We've see from the `df.tail()` that the last two rows of the DataFrame was all empty. Why was it so? Perhaps in the original csv file, it was just empty lines. Therefore, we have to clean it up

In [11]:
# Remove the last 2 rows which is Empty rows
df = df.iloc[:-2]
df.tail()

Unnamed: 0,age,workclass,fnlwgt,education,education-num,marital-status,occupation,relationship,race,sex,capital-gain,capital-loss,hours-per-week,native-country,salary
32557,27,Private,257302,Assoc-acdm,12,Married-civ-spouse,Tech-support,Wife,White,Female,0,0,38,United-States,<=50K
32558,40,Private,154374,HS-grad,9,Married-civ-spouse,Machine-op-inspct,Husband,White,Male,0,0,40,United-States,>50K
32559,58,Private,151910,HS-grad,9,Widowed,Adm-clerical,Unmarried,White,Female,0,0,40,United-States,<=50K
32560,22,Private,201490,HS-grad,9,Never-married,Adm-clerical,Own-child,White,Male,0,0,20,United-States,<=50K
32561,52,Self-emp-inc,287927,HS-grad,9,Married-civ-spouse,Exec-managerial,Wife,White,Female,15024,0,40,United-States,>50K


![Bar](https://github.com/AdmiJW/Items/blob/master/SeperatingBars/Horizontalbar_red.png?raw=true)
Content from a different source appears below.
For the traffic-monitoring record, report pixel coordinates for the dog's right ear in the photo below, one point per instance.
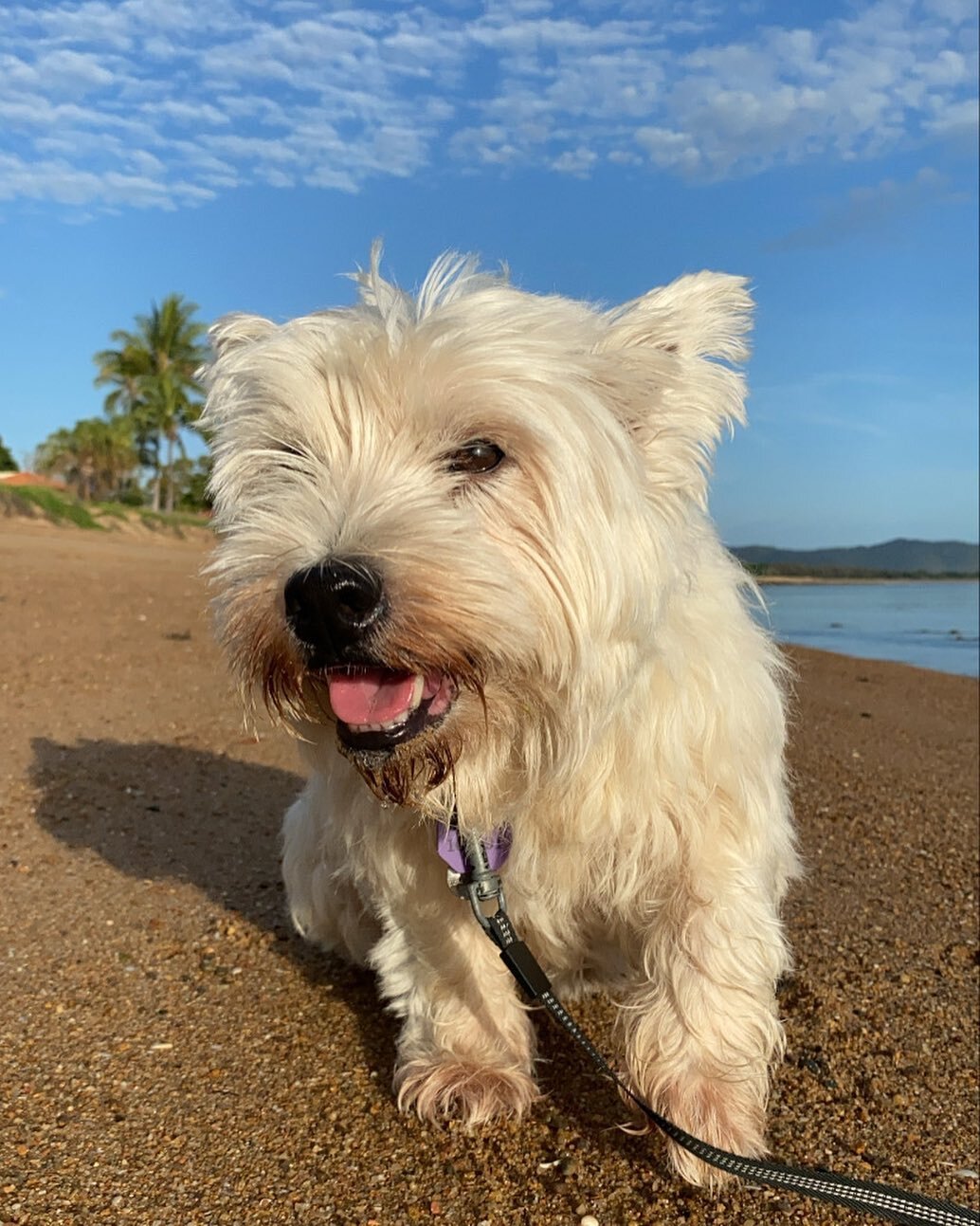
(231, 331)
### 2.3.2 - Incorrect Datatypes

Let's set those columns to have the correct datatypes

---

Here I've wrote a home made function which take in a Series as argument. The Series will contain strings, but supposedly
contain integer values.
This function will try to parse the values into int. It will detect if any values cannot be converted into integers.
In addition, it can also tell you the maximum value and minimum value, as well as the indices of invalid values if there exists
in the Series

Parameters:
* `series` - The `pandas.Series` object
* `can_negative` - **(Optional)** Boolean value. Can there be negative values in the Series? If False, as soon as a negative value is met, it will became invalid Series

Returns:
* It shall return a List, containing
   * Index 0: Boolean value telling if the Series can become integer given condition
   * Index 1: A List. What the list contains depend on index 0
         * If index 0 is True (The Series is valid integer) --- [ min, max ]
         * If index 0 is False (The Series is invalid integer) --- The list will contain indexes of which value is invalid

In [42]:


# This is a custom function which take in a Series of string, which supposed to be integers.
# It will check for each value, if it is ALL valid integers. This is to safely parse into correct datatype


def checkStringIntValues(series: pd.Series, can_negative:bool = False ) -> List:
    
    result = [ True, list() ]
    vmax = -float('inf')
    vmin = float('inf')

    for i in series.index:
        try:
            num = int( series[i] )
            
            if not can_negative and num < 0:
                raise ValueError("Negative values")
            
            vmax = max(vmax, num)
            vmin = min(vmin, num)
        except:
            result[0] = False
            result[1].append(i)
            
    if len(result[1] ) == 0:
        result[1].append(vmin)
        result[1].append(vmax)
        
    return result
            
    
    



In [43]:
###########################################
# age column > int8 (Since age really don't go high)
###########################################

# Using own made function, check the validity of the age column
[valid, maxmin] = checkStringIntValues( df.age )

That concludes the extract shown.